Sometimes, to make quite sure, I inquire of people who are weather-wise. After surveying every quarter of the sky, an old man told me:—“No, I don’t think it will rain, aless it do rain.” I interpreted the oracle as meaning that there would be heavy rain or none. Another wise one told me that, “when the weather do change, it do generally change upon a Friday.”

The moon was usually held responsible for these changes in the weather, and sometimes for less likely things as well. My grandfather writes to my father, 13 April 1856:—“A Saturday moon, they say, is too late or too soon, and there is no other prospect but a wet moon throughout.” On 29 June 1848:—“The old women here say we may expect to see measles in the growing of the moon: they tell me they never knew a case on the waning of the moon.” Measles were prevalent just then, and the moon was new next day; and on 23 July he remarks that the old women had proved right, so far.

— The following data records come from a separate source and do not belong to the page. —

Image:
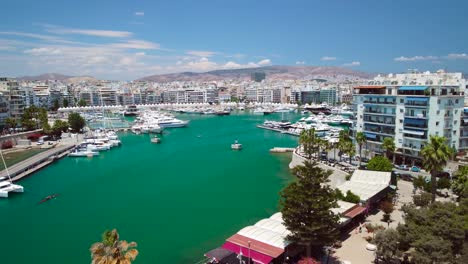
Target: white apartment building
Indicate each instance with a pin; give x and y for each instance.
(408, 108)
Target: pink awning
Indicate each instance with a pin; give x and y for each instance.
(257, 257)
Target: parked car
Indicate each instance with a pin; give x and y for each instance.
(403, 167)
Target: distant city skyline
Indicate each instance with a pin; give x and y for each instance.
(125, 40)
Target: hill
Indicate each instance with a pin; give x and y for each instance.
(272, 73)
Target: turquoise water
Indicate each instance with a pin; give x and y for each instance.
(177, 199)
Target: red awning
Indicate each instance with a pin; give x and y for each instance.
(257, 257)
(370, 87)
(355, 211)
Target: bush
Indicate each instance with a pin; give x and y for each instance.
(7, 144)
(380, 163)
(422, 199)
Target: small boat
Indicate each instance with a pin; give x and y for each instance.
(236, 146)
(50, 197)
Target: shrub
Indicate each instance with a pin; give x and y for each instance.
(422, 199)
(7, 144)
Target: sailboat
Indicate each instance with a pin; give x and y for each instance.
(6, 185)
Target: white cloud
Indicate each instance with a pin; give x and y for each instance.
(415, 58)
(264, 62)
(352, 64)
(201, 53)
(89, 32)
(456, 56)
(327, 58)
(137, 44)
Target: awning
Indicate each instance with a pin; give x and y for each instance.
(355, 211)
(418, 99)
(414, 132)
(254, 255)
(413, 121)
(412, 88)
(370, 87)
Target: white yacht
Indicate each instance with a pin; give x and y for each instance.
(7, 186)
(83, 153)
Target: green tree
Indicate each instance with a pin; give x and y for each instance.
(436, 232)
(76, 122)
(360, 140)
(423, 199)
(55, 105)
(387, 245)
(112, 250)
(305, 205)
(435, 156)
(82, 103)
(309, 141)
(10, 122)
(460, 182)
(388, 145)
(380, 163)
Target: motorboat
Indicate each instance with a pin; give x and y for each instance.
(131, 110)
(83, 153)
(7, 186)
(236, 146)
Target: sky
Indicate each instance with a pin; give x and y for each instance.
(125, 40)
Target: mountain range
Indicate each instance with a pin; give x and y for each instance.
(272, 73)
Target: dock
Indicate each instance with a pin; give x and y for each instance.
(281, 150)
(37, 162)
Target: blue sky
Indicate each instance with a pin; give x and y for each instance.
(131, 39)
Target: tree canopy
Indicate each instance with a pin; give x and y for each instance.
(305, 205)
(76, 122)
(380, 163)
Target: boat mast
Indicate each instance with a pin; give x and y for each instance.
(4, 164)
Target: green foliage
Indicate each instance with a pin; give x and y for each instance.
(380, 163)
(82, 103)
(460, 182)
(55, 105)
(387, 245)
(435, 156)
(59, 127)
(423, 199)
(436, 232)
(305, 205)
(10, 122)
(349, 197)
(76, 122)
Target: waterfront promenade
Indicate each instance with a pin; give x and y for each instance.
(28, 166)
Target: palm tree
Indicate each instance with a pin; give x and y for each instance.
(111, 250)
(360, 140)
(435, 156)
(308, 140)
(389, 145)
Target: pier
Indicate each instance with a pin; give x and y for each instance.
(28, 166)
(281, 150)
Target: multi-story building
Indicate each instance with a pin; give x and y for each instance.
(408, 108)
(328, 96)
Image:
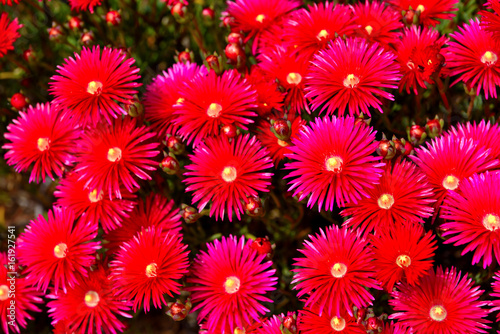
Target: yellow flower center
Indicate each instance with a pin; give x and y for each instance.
(438, 313)
(92, 299)
(337, 323)
(451, 182)
(351, 81)
(61, 250)
(114, 154)
(491, 222)
(94, 88)
(214, 110)
(232, 284)
(229, 174)
(386, 201)
(43, 144)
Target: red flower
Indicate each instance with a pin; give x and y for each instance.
(377, 23)
(332, 161)
(474, 57)
(402, 252)
(229, 284)
(403, 194)
(147, 267)
(90, 306)
(92, 85)
(334, 271)
(164, 93)
(351, 74)
(58, 249)
(15, 291)
(43, 139)
(8, 33)
(91, 206)
(443, 302)
(114, 156)
(226, 173)
(420, 57)
(473, 217)
(212, 101)
(156, 211)
(310, 30)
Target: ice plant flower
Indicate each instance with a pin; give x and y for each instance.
(91, 306)
(57, 249)
(114, 156)
(473, 217)
(8, 33)
(420, 56)
(332, 162)
(310, 321)
(147, 267)
(91, 206)
(376, 22)
(23, 296)
(334, 271)
(253, 17)
(311, 29)
(156, 211)
(443, 302)
(403, 194)
(429, 11)
(42, 139)
(93, 84)
(226, 172)
(212, 101)
(402, 252)
(474, 58)
(164, 93)
(230, 281)
(447, 161)
(351, 74)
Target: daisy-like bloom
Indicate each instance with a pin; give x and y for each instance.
(420, 56)
(114, 156)
(18, 292)
(255, 16)
(311, 29)
(474, 58)
(429, 11)
(490, 22)
(447, 161)
(310, 321)
(403, 194)
(164, 93)
(91, 206)
(332, 161)
(402, 252)
(58, 249)
(42, 139)
(473, 217)
(230, 281)
(92, 85)
(377, 23)
(212, 101)
(351, 74)
(8, 33)
(278, 148)
(148, 266)
(334, 271)
(443, 302)
(285, 66)
(91, 306)
(226, 172)
(156, 211)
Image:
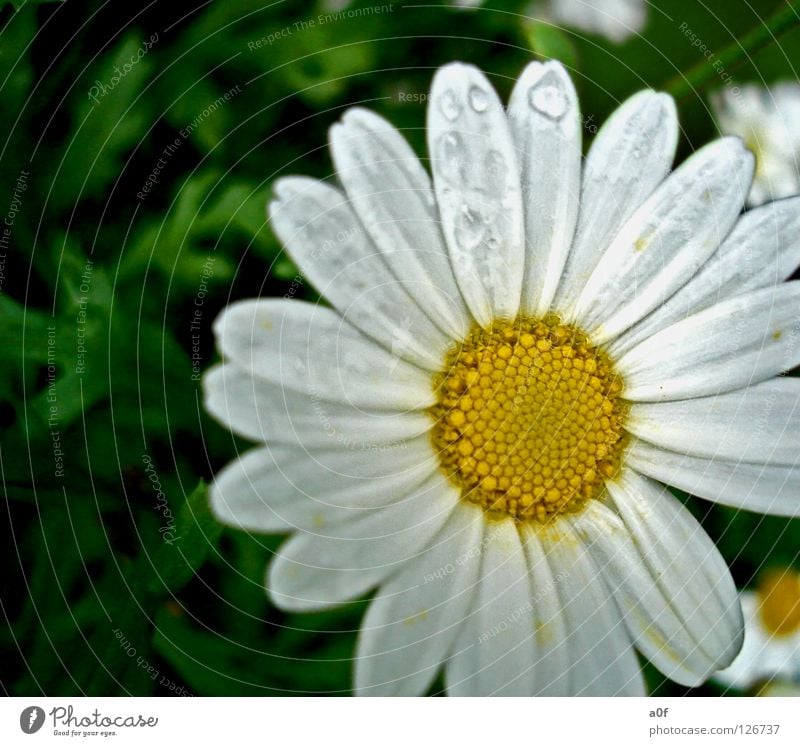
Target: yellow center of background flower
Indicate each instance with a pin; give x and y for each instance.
(529, 420)
(779, 596)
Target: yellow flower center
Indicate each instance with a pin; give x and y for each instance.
(528, 419)
(779, 596)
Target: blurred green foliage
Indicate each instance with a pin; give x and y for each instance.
(146, 174)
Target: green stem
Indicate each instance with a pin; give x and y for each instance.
(705, 71)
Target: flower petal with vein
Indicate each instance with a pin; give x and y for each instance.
(522, 348)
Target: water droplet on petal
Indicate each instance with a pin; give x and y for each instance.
(451, 156)
(470, 229)
(495, 173)
(478, 99)
(450, 105)
(548, 97)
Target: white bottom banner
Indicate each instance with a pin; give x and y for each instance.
(400, 722)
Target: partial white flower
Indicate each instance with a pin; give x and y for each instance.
(519, 352)
(617, 20)
(768, 120)
(771, 650)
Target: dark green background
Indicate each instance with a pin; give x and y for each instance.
(86, 575)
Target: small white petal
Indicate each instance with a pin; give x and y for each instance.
(544, 116)
(494, 654)
(317, 571)
(667, 239)
(630, 156)
(763, 249)
(262, 411)
(285, 487)
(736, 343)
(763, 488)
(394, 199)
(602, 661)
(759, 424)
(413, 622)
(766, 119)
(314, 351)
(319, 229)
(476, 178)
(673, 586)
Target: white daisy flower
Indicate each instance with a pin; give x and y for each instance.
(617, 20)
(771, 649)
(768, 120)
(519, 351)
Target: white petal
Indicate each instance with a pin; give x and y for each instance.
(763, 488)
(676, 593)
(262, 411)
(546, 126)
(318, 227)
(312, 350)
(476, 178)
(551, 649)
(494, 654)
(736, 343)
(617, 20)
(285, 487)
(667, 239)
(602, 661)
(412, 624)
(749, 666)
(393, 196)
(762, 250)
(759, 424)
(630, 156)
(316, 571)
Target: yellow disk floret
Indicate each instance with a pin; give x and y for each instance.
(528, 419)
(779, 597)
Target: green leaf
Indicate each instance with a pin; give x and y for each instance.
(550, 43)
(187, 538)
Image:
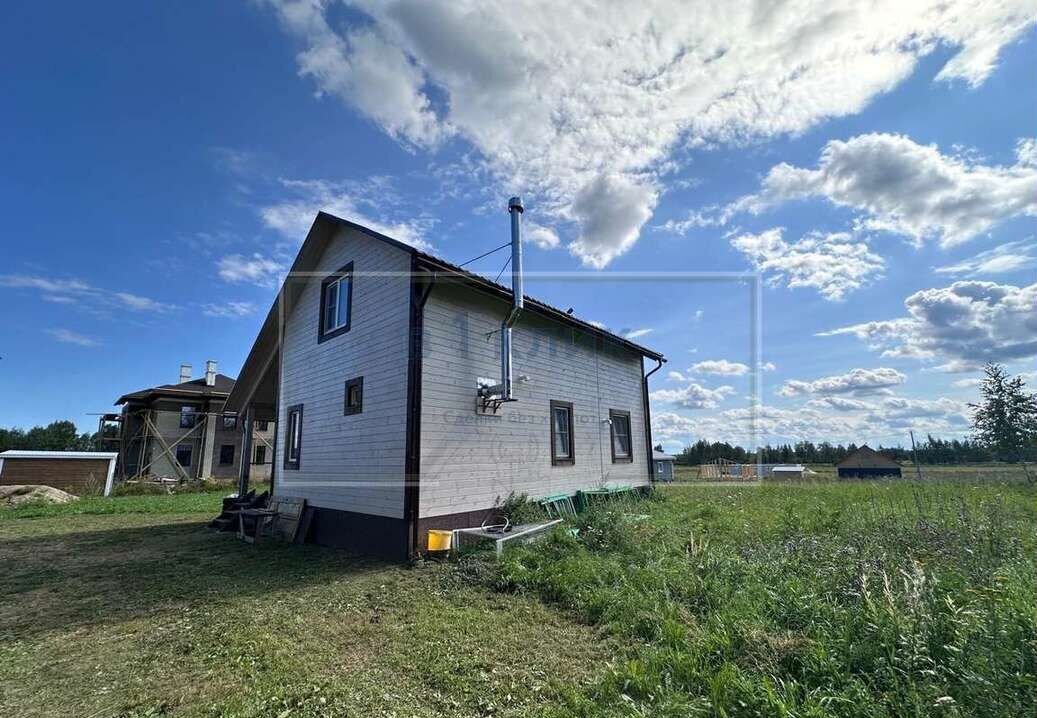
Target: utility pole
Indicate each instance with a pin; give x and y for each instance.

My grandfather had a notion that all ordinary ailments could be cured by Quiet and Diet, and possibly such homely remedies as Coltsfoot Tea, or, better still, “a glass of real Cognac—the sovereign remedy, but not to be obtained down here,” as he writes to my father, 19 July 1869. But, if he did not recognize an ailment, he got medical advice at once.

A visitor being taken ill here, the local doctor was called in; and my grandfather writes to my father, 25 July 1847:—“He said it was occasioned by her imprudently sleeping with her window open one hot night.... I hope you do not admit the night air into your room, however hot—a most injurious practice, I am told. I never did it.” My grandmother writes to him, 15 May 1850:—“I fear you trifle with yourself in some things, such as dressing mornings with your bed-room window open. Nothing can be more injurious than that, particularly this very cold weather—indeed, it is wrong at any season to open it before you are dressed.”

These opinions are supported by Buchan’s Domestic Medicine, ed. 1788, which was one of the books in use here. It says, page 148:—“Inflammatory fevers and consumptions have often been occasioned by sitting or standing thinly cloathed near an open window. Nor is sleeping with open windows less to be dreaded.”

But these old people faced the air outside quite early in the mornings. My grandfather writes, 29 April 1849:—“I often wonder how anyone can lie in bed in May, not witnessing the beauty of the crystalled May-dew.... The barley throws up its blade or leaf about three inches high, quite erect, and on its tip top is this little spangled dew-drop. The leaf else is perfectly dry, if real dew—if from frost, the leaf is wet.” Again, on 7 January 1856:—“This morning the wheat was looking beautiful, like the barley in May. I stayed some time admiring it, with its little spangled tops shining like crystals.”

A child was born here on 20 November 1902, and had a rupture. Some while afterwards I asked the father how the child was getting on, and the answer was—“Oh, it be a sight better since us put’n through a tree.” And I found that they had carried out the ancient rite. The father had split an ash-tree on the hill behind this house, and had wedged the hole open with two chunks of oak. Then he and his wife took the child up there at day-break; and, as the sun rose, they passed it three times through the tree, from east to west. The mother then took the child home, and the father pulled out the chunks of oak, and bandaged up the tree. As the tree-trunk healed, so would the rupture heal also.